Tuesday 4 September 2012

So before getting this off my chest, I'd like to clarify that I LOVE the music I sing.  We're paid, on the whole, FAR too little for it to be worth doing what we do without having an unquenchable passion for the music we live through.  Just sometimes, however, it drives you totally bonkers.

The thing is, in order to learn music, it has to be repeated.  Again and again.  And sometimes that repetition gets stuck in the brain...  and a constant soundtrack of one particular piece, however wonderful it started off, can quickly become maddening.  In German they call it an Ohrwurm.  Quite literally, an ear-worm.  Something that has wriggled itself into your brain and can't be got rid of... In this particular case it is a spectacularly beautiful Monteverdi duet (Pur ti miro, from L'incoronazione de Poppea).  Doesn't help that there are repeats in the music itself.  The effect is a gorgeous but unending loop.  I've been living with this for several weeks and it's driving me crazy!  

I've been through this a lot, of course, but (like hauntings, perhaps, if you believe in ghosts), some are more persistent than others. Since starting to memorise this duet, the simple repetition of the melody means that it sets in as soon as sung, and lasts at least the rest of the day.  Which, given that I am practising the repertoire for my next concert pretty much every day, means virtually continuous haunting by this particular earworm.

There's really no cure for this.  You can drive it away temporarily by your concentration being grabbed by something else (a conversation, another piece of music, a great glass of wine), but as soon as you remember it again, it's back.  This effect can last for years; every time I am haunted by an earworm, I remember a holiday in France over a decade ago, when a supermarket visit in the pouring rain instilled the advert for Géant Vert, a French sweetcorn concern, which has remained with me stubbornly ever since... and the ad invariably starts playing in one ear, over and over again.

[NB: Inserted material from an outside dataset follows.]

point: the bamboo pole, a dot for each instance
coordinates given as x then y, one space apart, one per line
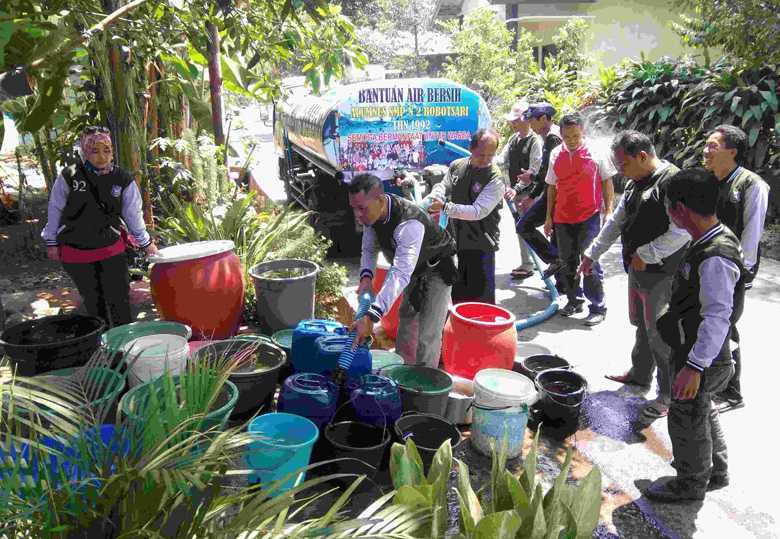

Worse, it would appear that it is possible to be haunted by two earworms at once.  This is mind-blowing (in my experience they are never in the slightest bit compatible) and even many musicians don't understand why your eyes have crossed and you are incapable of rational thought...

Ah well.  This is simply part of the price we pay to learn.  I am very glad of a couple of concerts coming up for which I have had to learn music new to me, don't get me wrong; it's just that the wriggling of these earworms has been driving me insane - any friends who have found me inattentive during the past few weeks might be reassured by the explanation!!